NUCLEAR ASSAULT e a madrugada em que uma piada quase saiu do controle

Uma lembrança do início da trajetória do Nuclear Assault revela como uma brincadeira típica de estrada expôs tensões silenciosas entre irreverência e responsabilidade. O episódio foi relatado por Glenn Evans e posteriormente refletido por Maria Sherow, do Kind Talk Project.

No inverno de 1986, o Nuclear Assault ainda dava seus primeiros passos, sem contrato e com estrutura limitada. Após um show em Ohio, já na madrugada, a rotina era a de sempre: equipamentos recolhidos às pressas, merchandising guardado e todos embarcando em um antigo ônibus escolar adaptado.
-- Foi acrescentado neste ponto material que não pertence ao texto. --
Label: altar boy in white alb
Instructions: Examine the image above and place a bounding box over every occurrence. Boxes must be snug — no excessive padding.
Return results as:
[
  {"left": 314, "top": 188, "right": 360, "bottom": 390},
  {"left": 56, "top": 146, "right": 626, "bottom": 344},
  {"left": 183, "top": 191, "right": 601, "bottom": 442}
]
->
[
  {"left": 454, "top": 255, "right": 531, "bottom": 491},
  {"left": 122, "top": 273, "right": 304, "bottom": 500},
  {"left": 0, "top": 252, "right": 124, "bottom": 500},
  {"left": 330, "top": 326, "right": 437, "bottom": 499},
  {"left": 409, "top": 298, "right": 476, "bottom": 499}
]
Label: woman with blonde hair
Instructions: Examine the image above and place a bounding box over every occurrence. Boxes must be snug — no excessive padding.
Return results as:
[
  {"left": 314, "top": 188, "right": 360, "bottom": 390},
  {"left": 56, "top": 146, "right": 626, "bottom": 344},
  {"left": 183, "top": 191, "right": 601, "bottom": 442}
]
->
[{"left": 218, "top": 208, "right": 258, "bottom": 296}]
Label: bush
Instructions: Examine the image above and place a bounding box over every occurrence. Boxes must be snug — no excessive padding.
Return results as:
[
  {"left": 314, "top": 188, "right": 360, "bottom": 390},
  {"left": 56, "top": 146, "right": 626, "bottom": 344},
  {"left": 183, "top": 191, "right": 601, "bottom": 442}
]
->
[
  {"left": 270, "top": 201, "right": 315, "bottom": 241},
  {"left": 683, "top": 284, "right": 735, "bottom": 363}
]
Ao volante estava Glenn Evans, que além de baterista assumia a tarefa de conduzir a equipe por estradas cobertas de neve. Enquanto o motor aquecia, um integrante da equipe técnica resolveu transformar o letreiro da casa de shows em alvo de uma intervenção irreverente, reorganizando as letras para formar uma frase obscena.

A revelação veio quando o ônibus já deixava o estacionamento. O que para parte da equipe soava como humor típico de turnê, para quem estava dirigindo representava risco real: a possibilidade de problemas legais, abordagem policial e consequências que extrapolassem a intenção inicial.

O episódio foi contado pelo próprio Glenn Evans e depois analisado por Maria Sherow em texto publicado pelo Kind Talk Project, que abordou a situação sob a ótica das necessidades humanas em conflito.

De um lado, estavam impulsos comuns à vida na estrada — busca por leveza em meio ao desgaste, vontade de provocar, necessidade de pertencimento. De outro, pesava a responsabilidade concreta de garantir a segurança de todos e evitar complicações.

O thrash metal construiu sua identidade sobre intensidade e confronto. Mas a sobrevivência de bandas como o Nuclear Assault também dependeu de disciplina fora do palco. Ensaios rigorosos e improviso logístico caminhavam lado a lado.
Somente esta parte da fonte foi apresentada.